Jones' statement comes in the midst of an escalating – though little reported – political crisis in Afghanistan. President Hamid Karzai has delayed the inauguration of the country's new parliament to investigate electoral fraud. Karzai's opponents maintain he is on a fishing expedition to weaken the results of the September election, which brought to power opponents of Karzai, and they reject the delay. A constitutional emergency is brewing; it may complicate the American "surge" even further.
Rand Paul, the new Republican Senator from Kentucky and son of the famous libertarian conservative Congressman Rand Paul (R-Tex) has begun suggesting radical cuts in the federal budget. But unlike House Republicans, Rand Paul's suggestions apparently include military reductions. We have been critical of Rand Paul's positions in the past as too-often they seem to suggest US nationalism more than free-market libertarianism. However, if it is Rand Paul's position that significant military cuts are necessary to accompany non-military ones, this would seem to be a step forward when it comes to the national debate over how to pare back what is now estimated to be US$200 trillion in American obligations.
There are those who would say that such vast obligations are not amenable to political solutions at this point in time (it is too late) and that a default is inevitable. But whether there is a default or not, US political figures – especially those on the Right – must engage in a debate over military spending. If they do not do so voluntarily, it will be thrust upon them.

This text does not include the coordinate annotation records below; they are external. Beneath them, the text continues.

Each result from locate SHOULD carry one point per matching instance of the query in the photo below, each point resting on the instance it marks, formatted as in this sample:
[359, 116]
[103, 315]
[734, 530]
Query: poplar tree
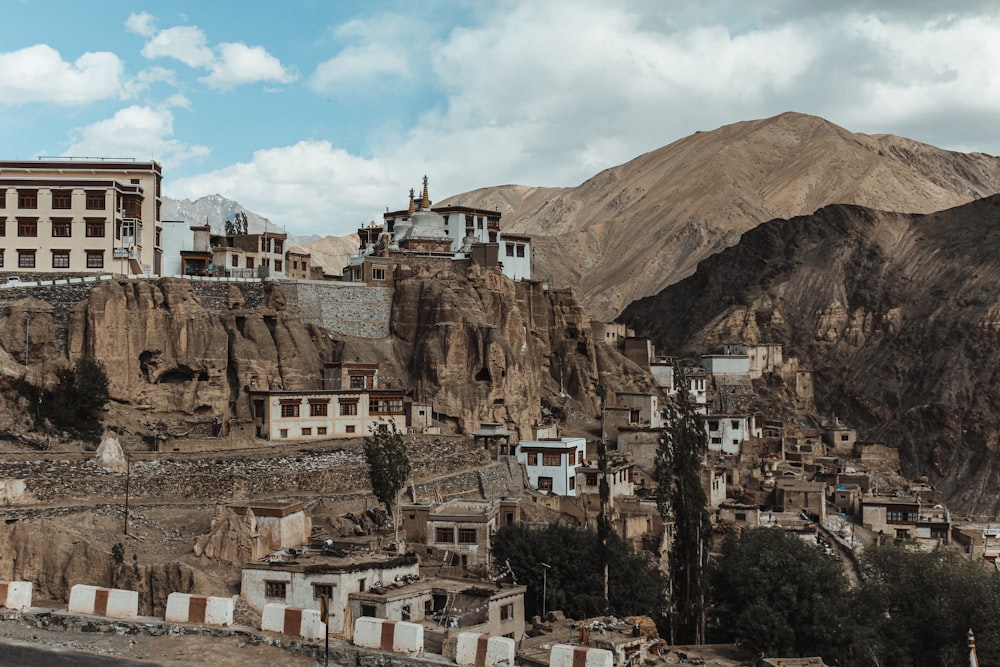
[679, 496]
[388, 465]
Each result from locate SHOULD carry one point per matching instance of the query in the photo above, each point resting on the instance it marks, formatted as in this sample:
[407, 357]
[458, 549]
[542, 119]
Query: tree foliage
[680, 497]
[388, 462]
[75, 404]
[775, 593]
[917, 607]
[574, 583]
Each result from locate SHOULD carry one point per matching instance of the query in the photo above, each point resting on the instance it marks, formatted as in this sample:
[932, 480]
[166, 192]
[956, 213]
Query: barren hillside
[898, 314]
[631, 230]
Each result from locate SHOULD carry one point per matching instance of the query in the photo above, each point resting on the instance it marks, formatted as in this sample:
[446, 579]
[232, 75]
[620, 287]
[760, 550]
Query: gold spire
[425, 201]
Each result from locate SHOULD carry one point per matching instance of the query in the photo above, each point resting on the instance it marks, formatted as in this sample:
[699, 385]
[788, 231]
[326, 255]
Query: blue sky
[318, 114]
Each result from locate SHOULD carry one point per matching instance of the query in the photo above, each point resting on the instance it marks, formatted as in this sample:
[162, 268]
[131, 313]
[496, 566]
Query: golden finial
[425, 201]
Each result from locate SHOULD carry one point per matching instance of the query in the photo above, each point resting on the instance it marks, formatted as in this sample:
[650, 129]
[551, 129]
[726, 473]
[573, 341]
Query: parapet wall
[349, 309]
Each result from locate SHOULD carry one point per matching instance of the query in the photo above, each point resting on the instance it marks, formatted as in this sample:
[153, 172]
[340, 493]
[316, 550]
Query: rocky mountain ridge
[897, 314]
[633, 229]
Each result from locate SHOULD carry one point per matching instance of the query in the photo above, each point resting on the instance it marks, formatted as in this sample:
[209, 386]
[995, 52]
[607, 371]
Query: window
[62, 199]
[95, 227]
[27, 226]
[275, 589]
[60, 259]
[27, 198]
[62, 227]
[96, 200]
[323, 590]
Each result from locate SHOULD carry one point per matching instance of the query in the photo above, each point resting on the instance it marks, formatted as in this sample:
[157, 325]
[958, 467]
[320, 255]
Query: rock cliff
[898, 315]
[479, 346]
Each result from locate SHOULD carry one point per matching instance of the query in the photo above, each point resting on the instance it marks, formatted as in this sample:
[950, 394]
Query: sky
[321, 114]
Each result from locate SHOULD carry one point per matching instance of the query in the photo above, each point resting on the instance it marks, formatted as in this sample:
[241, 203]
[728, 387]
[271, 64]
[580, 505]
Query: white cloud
[137, 131]
[39, 74]
[230, 64]
[141, 24]
[238, 64]
[293, 184]
[185, 43]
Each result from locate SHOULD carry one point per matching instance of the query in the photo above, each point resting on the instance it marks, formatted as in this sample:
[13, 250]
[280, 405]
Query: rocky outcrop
[484, 348]
[896, 314]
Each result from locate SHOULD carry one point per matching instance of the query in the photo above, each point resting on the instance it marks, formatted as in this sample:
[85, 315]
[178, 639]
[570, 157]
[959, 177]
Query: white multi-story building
[79, 216]
[552, 464]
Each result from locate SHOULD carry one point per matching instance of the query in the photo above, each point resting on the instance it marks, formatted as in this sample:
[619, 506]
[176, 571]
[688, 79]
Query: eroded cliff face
[163, 349]
[897, 315]
[479, 346]
[484, 348]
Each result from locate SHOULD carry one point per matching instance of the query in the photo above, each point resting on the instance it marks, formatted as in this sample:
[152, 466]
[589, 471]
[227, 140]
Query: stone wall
[223, 478]
[350, 309]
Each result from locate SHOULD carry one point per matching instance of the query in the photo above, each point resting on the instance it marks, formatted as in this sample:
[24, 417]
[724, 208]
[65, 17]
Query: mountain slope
[898, 315]
[634, 229]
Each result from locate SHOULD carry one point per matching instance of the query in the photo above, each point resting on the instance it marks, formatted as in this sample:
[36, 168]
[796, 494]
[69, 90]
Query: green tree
[774, 593]
[574, 581]
[388, 465]
[680, 497]
[918, 606]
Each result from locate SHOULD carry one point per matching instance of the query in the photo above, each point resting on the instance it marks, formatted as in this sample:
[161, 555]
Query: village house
[445, 607]
[906, 518]
[325, 413]
[458, 529]
[552, 464]
[302, 582]
[69, 215]
[727, 433]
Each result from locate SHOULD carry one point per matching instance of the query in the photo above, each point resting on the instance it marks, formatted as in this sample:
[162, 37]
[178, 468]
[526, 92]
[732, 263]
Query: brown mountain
[898, 315]
[631, 230]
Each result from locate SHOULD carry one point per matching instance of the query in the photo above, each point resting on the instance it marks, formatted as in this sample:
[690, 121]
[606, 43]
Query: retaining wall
[398, 636]
[15, 594]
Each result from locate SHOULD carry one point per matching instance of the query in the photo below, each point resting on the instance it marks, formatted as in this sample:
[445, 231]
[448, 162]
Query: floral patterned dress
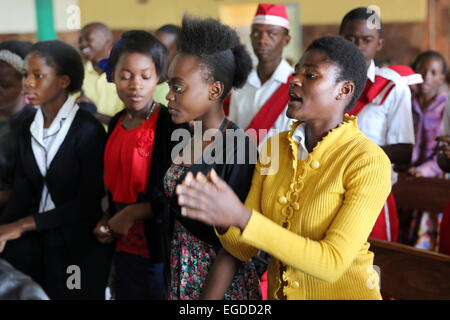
[191, 259]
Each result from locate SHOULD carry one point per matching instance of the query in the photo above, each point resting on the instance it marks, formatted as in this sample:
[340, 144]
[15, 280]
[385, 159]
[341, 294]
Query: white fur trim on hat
[274, 20]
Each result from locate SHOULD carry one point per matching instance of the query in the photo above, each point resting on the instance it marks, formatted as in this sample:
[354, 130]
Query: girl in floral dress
[211, 62]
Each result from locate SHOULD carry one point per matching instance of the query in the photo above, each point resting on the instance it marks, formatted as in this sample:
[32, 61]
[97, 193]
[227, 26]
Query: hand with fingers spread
[212, 201]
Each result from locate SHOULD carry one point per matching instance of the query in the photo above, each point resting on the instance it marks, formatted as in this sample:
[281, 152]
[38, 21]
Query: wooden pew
[410, 273]
[418, 195]
[424, 194]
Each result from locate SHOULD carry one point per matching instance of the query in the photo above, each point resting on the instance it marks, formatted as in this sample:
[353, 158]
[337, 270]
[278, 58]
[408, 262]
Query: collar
[299, 136]
[37, 126]
[281, 74]
[371, 71]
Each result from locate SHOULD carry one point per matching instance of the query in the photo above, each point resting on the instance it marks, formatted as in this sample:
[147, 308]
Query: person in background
[210, 63]
[58, 186]
[95, 42]
[383, 109]
[261, 104]
[13, 110]
[443, 150]
[168, 35]
[313, 205]
[428, 110]
[137, 154]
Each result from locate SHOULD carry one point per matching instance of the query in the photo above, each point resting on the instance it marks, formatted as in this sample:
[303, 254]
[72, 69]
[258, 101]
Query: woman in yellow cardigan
[316, 192]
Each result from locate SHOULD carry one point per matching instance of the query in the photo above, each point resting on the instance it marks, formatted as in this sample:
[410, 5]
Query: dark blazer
[234, 163]
[157, 229]
[74, 181]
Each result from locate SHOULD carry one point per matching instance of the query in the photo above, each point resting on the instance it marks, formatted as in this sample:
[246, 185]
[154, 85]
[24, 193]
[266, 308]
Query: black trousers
[77, 273]
[136, 278]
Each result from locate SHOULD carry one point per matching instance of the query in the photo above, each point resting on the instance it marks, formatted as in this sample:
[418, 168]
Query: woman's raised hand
[212, 201]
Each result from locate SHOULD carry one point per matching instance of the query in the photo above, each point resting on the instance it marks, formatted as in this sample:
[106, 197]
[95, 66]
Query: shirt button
[282, 200]
[315, 164]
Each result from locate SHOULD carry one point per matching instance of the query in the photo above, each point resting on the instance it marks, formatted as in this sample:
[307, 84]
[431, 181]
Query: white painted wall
[19, 16]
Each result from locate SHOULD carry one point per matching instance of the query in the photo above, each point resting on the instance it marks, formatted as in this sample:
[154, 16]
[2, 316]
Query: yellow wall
[150, 14]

The Afghan war is also destined for significant debate, especially If Obama does not make a significant draw-down in 2011.
One can make the point that by refusing to broach significant military budget cuts, the House Republican brain trust is merely being clever and readying itself for a prolonged negotiation with Democrats. But this treats military cuts as a reluctant necessity rather than an inevitable one. Perhaps despite the Tea Party furor, they do not fully understand how the political landscape has shifted.